This paper examines Harpur’s ‘The Slave’s Story’ (1855, 1863, 1868), in which an enslaved Black man retells his kidnapping to a white traveller. Relaying a Black man’s voice for the majority of the text, the manuscript poem is part of nineteenth-century white abolitionist print culture, in which enslaved people are ventriloquised to elicit sympathy and political support. Written post-British abolition and during the height and aftermath of US slavery debates, I argue that Harpur draws on these circumatlantic currents to bolster his vision of the poet as a Romantic democratic artist engaged with global as well as national politics.

After situating ‘The Slave’s Story’ amongst abolitionist literature circulating in Australia (poetry, reports, essays, theatrical adaptations), including the influential work of Emerson, I read the racialised Romantic politics of character and voice in the poem, building on work on Harpur’s racial character (Ackland, 1988) and use of perspective (Falk, 2019). Like the earlier ventriloquised ‘The Aboriginal Mother’s Lament’ (1845, 1853) and much abolitionist poetry, Harpur inverts racialised assumptions of character, making his Black speaker an innocent parental figure and portraying the white enslaver as a manipulative monster. Incorporating third person sketch, first person lyric and second person address, Harpur triples the reader’s perspective so they are simultaneously disembodied spectator, Black slave and white listener, asking the reader how it would feel to not only experience such a story but hear it and to respond to it too. An exercise in attempted cross-racial empathy and sympathy, Harpur utilises a vulnerable colonised voice to engender white civic development in the emerging nation.
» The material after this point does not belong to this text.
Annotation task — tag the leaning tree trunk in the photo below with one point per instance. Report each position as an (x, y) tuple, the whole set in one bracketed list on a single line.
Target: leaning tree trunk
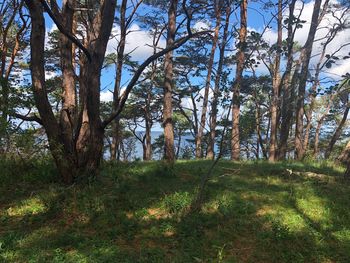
[(169, 151), (276, 79), (305, 60), (214, 104), (76, 140), (199, 151), (235, 141), (118, 76), (337, 133), (287, 88)]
Hannah Murray is Lecturer in English at La Trobe University, and an Honorary Fellow at the University of Melbourne. Her first book Liminal Whiteness in Early US Fiction (Edinburgh, 2021) examines fluid and precarious whiteness in American fiction 1798-1857 and additional work on race and literature has appeared in English, The Eighteenth Century, Gothic Studies, and The Oxford Handbook of Charles Brockden Brown. She is currently researching a project on racial transformation in colonial Australian literature, including literary engagement with the circumatlantic slave trade.